Using a RegEx in a SQL Query

Here's the situation I'm in: We have a field in our database that contains a 3 digit number, surrounded by some text. This number is actually a PK in another table, and I need to extract this out so I can implement a proper FK relationship. Here's an example of what would currently reside in the column:
Some Text Goes Here - (305) Followed By Some More Text
So, what I'm looking to do is extract the '305' from the column, and hopefully end up with a result that looks something like this (pseudo code)
SELECT
<My Extracted Value>,
Original Column Text,
Id
FROM dbo.MyTable
It seems to me that using a Regex match in my query is the most effective way to do this. Can anybody point me in the right direction?
EDIT: We're using SQL Server 2005
RegExp in SQL is defined by a SQL-Standard but most databases implemented their own syntax, you should tell us the product name of your RDBMS ;)
This is based on Pranay's first answer that has since been changed.

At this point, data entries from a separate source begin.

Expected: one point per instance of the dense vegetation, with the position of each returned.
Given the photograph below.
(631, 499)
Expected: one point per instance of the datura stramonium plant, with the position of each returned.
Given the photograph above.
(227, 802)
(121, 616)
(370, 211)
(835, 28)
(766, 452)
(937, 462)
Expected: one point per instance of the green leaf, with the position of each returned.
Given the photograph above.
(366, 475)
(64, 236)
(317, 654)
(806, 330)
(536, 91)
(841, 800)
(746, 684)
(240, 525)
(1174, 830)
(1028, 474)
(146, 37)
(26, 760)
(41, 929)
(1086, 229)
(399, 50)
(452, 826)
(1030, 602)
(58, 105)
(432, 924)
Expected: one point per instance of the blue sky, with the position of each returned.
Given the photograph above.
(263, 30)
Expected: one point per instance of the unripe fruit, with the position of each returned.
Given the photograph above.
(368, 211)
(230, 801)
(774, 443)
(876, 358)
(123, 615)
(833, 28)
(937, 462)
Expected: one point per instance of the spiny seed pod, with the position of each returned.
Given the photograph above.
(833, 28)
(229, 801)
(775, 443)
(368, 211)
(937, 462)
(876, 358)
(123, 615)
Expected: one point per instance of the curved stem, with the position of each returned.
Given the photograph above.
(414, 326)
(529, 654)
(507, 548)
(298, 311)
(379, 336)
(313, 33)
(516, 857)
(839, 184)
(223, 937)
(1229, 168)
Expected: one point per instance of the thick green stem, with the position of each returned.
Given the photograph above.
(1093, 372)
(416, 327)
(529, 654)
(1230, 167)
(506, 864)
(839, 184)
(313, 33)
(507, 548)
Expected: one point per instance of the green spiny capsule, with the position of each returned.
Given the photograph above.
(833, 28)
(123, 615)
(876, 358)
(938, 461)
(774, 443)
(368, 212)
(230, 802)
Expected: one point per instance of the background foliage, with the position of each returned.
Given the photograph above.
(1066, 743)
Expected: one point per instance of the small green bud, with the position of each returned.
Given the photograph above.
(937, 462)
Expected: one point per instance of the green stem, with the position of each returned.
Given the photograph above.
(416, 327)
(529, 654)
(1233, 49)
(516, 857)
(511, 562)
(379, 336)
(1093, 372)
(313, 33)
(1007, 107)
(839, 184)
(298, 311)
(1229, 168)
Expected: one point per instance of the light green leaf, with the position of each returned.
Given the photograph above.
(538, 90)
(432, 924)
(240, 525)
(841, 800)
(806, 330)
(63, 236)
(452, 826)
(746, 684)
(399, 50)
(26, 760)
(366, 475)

DECLARE #NumStr varchar(1000)
SET #NumStr = 'Some Text Goes Here - (305) Followed By Some More Text';
SELECT SUBSTRING(#NumStr,PATINDEX('%[0-9][0-9][0-9]%',#NumStr),3)
Returns 305
Microsoft seems to suggest using a CLR assembly to do Regex pattern matching in SQL Server 2005.
http://msdn.microsoft.com/en-us/magazine/cc163473.aspx
Apart from LIKE (which is not going to solve your problem) I don't know of a built-in pattern matching functionality in SQL Server 2005 (that is, more advanced than simple string searches).

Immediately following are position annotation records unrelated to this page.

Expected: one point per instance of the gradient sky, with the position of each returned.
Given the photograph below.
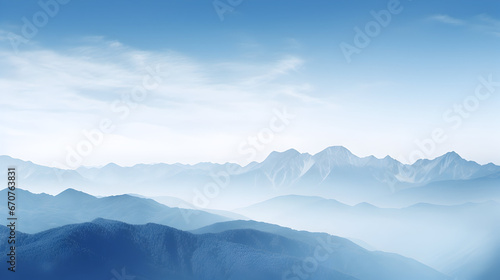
(223, 80)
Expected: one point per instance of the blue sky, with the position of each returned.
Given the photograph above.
(222, 81)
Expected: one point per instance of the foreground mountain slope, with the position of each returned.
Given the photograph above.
(101, 248)
(333, 173)
(449, 238)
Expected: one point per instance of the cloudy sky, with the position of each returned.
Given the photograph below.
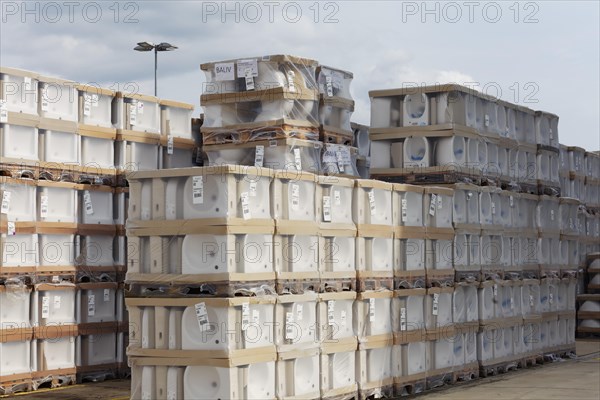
(541, 54)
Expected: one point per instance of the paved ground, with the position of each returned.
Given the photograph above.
(573, 379)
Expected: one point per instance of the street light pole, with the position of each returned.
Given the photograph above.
(148, 46)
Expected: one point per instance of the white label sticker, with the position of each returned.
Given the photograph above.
(340, 161)
(245, 315)
(45, 306)
(297, 159)
(372, 208)
(289, 331)
(331, 312)
(252, 189)
(224, 72)
(259, 156)
(371, 310)
(43, 206)
(403, 319)
(45, 104)
(91, 305)
(329, 86)
(247, 65)
(3, 111)
(5, 202)
(404, 203)
(202, 316)
(198, 190)
(133, 114)
(11, 228)
(299, 312)
(295, 196)
(432, 204)
(244, 198)
(337, 197)
(169, 144)
(291, 86)
(326, 208)
(87, 104)
(87, 202)
(249, 80)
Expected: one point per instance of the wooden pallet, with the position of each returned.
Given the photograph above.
(440, 278)
(242, 134)
(19, 383)
(25, 278)
(297, 286)
(344, 396)
(384, 392)
(336, 137)
(546, 189)
(57, 172)
(408, 387)
(206, 289)
(529, 188)
(437, 380)
(559, 354)
(513, 275)
(415, 279)
(467, 373)
(532, 273)
(491, 274)
(366, 282)
(498, 368)
(467, 276)
(337, 284)
(569, 273)
(428, 176)
(53, 379)
(97, 373)
(531, 361)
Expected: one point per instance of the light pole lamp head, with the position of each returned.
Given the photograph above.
(165, 47)
(144, 46)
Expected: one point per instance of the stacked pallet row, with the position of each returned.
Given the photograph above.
(63, 223)
(281, 112)
(579, 171)
(507, 241)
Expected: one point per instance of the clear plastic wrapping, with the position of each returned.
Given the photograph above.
(279, 154)
(334, 82)
(335, 115)
(260, 73)
(202, 327)
(338, 159)
(252, 119)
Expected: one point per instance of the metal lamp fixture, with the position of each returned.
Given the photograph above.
(148, 46)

Just after I implemented a solution in Postgres, I see you are using SqlServer... Just for the records, then, with a regex that extracts data in parenthesis.
Postgresql solution:
create table main(id text not null)
insert into main values('some text (44) other text');
insert into main values('and more text (78) and even more');
select substring(id from '\\(([^\\(]+)\\)') from main
The only way to access RegEx-type functions in SQL 2005 (and probably 2008) is by writing (or downloading) and using CLR functions.

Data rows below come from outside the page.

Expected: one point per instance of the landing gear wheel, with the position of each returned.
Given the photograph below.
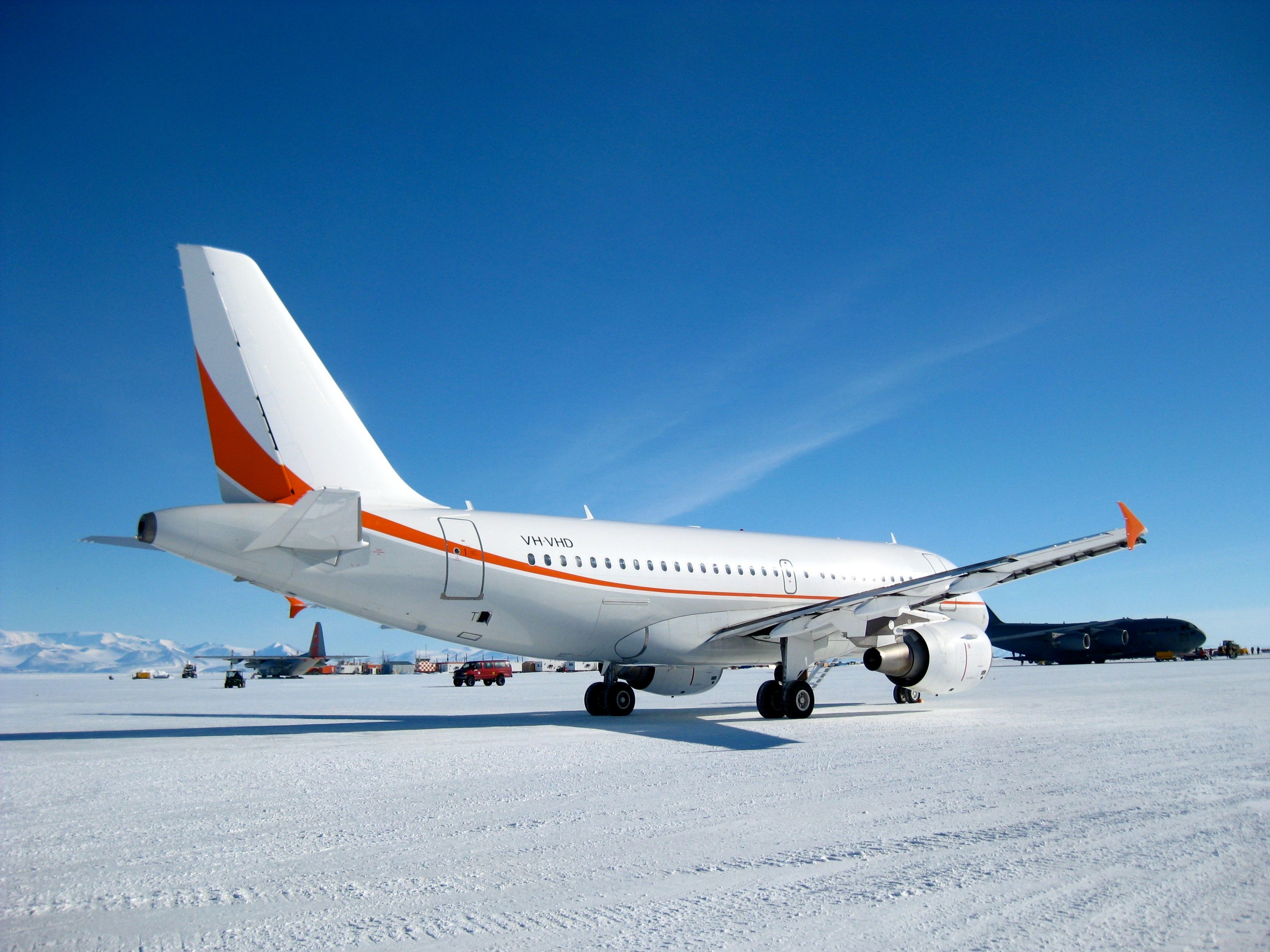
(799, 700)
(771, 700)
(595, 700)
(620, 698)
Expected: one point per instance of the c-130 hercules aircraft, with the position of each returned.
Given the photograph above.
(314, 511)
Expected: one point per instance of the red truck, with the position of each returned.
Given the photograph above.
(487, 672)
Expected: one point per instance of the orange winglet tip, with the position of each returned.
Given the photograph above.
(1133, 527)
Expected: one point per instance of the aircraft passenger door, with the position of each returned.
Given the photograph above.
(465, 559)
(788, 577)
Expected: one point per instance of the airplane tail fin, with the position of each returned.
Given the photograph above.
(318, 647)
(280, 426)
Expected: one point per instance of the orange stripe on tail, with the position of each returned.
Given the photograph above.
(239, 456)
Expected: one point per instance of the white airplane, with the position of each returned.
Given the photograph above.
(316, 512)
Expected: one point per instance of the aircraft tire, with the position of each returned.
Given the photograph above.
(799, 700)
(770, 700)
(620, 698)
(595, 700)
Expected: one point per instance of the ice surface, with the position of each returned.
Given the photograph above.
(110, 653)
(1110, 807)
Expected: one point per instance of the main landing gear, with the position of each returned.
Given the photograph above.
(780, 698)
(610, 697)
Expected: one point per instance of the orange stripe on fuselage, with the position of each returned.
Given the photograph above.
(422, 539)
(239, 456)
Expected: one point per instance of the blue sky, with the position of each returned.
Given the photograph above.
(968, 275)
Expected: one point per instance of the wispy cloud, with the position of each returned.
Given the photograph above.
(747, 413)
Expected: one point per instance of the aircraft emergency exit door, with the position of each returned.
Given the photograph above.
(465, 559)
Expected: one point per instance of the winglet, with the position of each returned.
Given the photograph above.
(318, 645)
(1133, 527)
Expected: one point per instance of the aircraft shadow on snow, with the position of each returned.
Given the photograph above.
(689, 726)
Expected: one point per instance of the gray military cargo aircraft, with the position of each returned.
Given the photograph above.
(286, 665)
(1085, 643)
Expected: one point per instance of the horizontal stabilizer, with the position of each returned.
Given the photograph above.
(125, 541)
(322, 521)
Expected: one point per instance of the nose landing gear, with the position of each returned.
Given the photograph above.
(615, 698)
(794, 700)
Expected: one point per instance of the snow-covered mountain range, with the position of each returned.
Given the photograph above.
(110, 653)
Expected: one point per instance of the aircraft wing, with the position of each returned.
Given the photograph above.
(125, 541)
(229, 658)
(931, 590)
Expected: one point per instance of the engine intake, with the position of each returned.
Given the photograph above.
(903, 659)
(934, 657)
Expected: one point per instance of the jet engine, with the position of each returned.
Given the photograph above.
(1074, 641)
(670, 679)
(934, 657)
(1112, 638)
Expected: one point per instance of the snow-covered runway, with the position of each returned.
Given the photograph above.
(1110, 807)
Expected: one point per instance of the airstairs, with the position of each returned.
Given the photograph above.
(818, 673)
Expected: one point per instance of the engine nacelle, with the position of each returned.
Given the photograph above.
(1072, 641)
(670, 679)
(1112, 638)
(934, 658)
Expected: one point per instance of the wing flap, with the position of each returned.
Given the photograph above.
(931, 590)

If all the strings are always formatted in such a way as you can identify the specific numbers you want, you can do something like the following. This is based on the (big) assumption that the first set of parenthesis found in the string contains the number that you want.
/*
CREATE TABLE MyTable
(
MyText varchar(500) not null
)
INSERT MyTable values ('Some Text Goes Here - (305) Followed By Some More Text')
*/
SELECT
MyText -- String
,charindex('(', MyText) -- Where's the open parenthesis
,charindex(')', MyText) -- Where's the closed parenthesis
,substring(MyText
,charindex('(', MyText) + 1, charindex(')'
,MyText) - charindex('(', MyText) - 1) -- Glom it all together
from MyTable
Awkward as heck (because SQL has a pathetically limited set of string manipulation functions), but it works.